So there is a point at which it is arrogant to say that our way is the right way. The problem with defining sustainable development in this way is that once the momentum gets built and the technological, technocratic machinery is put in place, it’s like being on the Titanic. It’s very hard to say, “Okay, whoa. We’ve done it. You’re on your own.”
Let’s talk about the biggest implications for business in thinking about sustainability this way. What is going to drive businesses to pay attention?
Once again, I take a pretty different view from most of my colleagues. First of all, I talk about identifying and addressing the drivers of unsustainability. And, to make a long story short, I see unsustainability as an unintended consequence of modern cultures.

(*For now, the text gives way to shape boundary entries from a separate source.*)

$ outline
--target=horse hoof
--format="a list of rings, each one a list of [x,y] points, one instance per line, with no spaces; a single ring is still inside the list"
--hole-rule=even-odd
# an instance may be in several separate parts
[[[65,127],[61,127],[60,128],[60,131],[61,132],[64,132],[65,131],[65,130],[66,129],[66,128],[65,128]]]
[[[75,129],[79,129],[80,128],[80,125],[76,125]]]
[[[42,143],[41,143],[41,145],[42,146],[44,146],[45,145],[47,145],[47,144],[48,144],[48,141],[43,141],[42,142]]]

Some background. In addition to my work at MIT before I retired, I’ve been the executive director of the International Society for Industrial Ecology since about 2001 when the society was started, and for the last five years I’ve been putting together my book, Sustainability by Design (Yale University Press, 2008).
As technology has increased and become more ubiquitous, it’s being used to provide satisfaction in ever more places. And that has created problems both with nature and with how we view ourselves as human beings. In the book I talk about three critical problems that have arisen. The first is that we’ve lost consciousness of what it is to be human. We’re “need” machines. In the words of Erich Fromm, we’ve moved from a being mode of life to a having mode of life.
The second is we’ve forgotten our place within nature. We still have Enlightenment ideas that humans are separate from nature, which is here to be mastered for our purposes. So it’s not surprising that, slowly, but surely, we have indeed dominated nature—to the point now where it’s threatened as our life support system.
And the third critical problem, particularly interesting one to me is that modern technology makes acting responsibly problematic, because technology tends to hide the actor from the act in time and space. It changes our perceptions of the world we’re in. If I take my glasses off, I see the world not so clearly. When I put them on, they’ve changed the world I see.
Are you saying it will be very individual, human sets of needs that challenge the ways that business thinks about operating?
Interestingly, I think within companies, the same kind of technology that has created these unintended consequences and pushed us into the having mode can be used like in as a jujitsu match. You take the force and throw it back. Redesign the technology we use everyday. That’s why the title of the book is Sustainability by Design.
You can design artifacts we use every day to carry different messages than they do now. The messages we get now are often along the lines of, “Buy me in the store put me on at home and then you’re going to be beautiful.” But those kinds of messages can be shifted to tell stories about taking care, like speed bumps that say, “Whoa, slow down, there might be a child crossing this. Take responsibility.” Or the simple little program that pops up every 20 minutes on my computer screen telling me to take a timeout. It says, “Stop, take 20 seconds.” I could turn it off and avoid the interruption, but, it’s a good reminder to hear, “John, you’ve got to take care of yourself.” Sitting for four hours straight, which is what I would probably do otherwise, is not good for one’s health.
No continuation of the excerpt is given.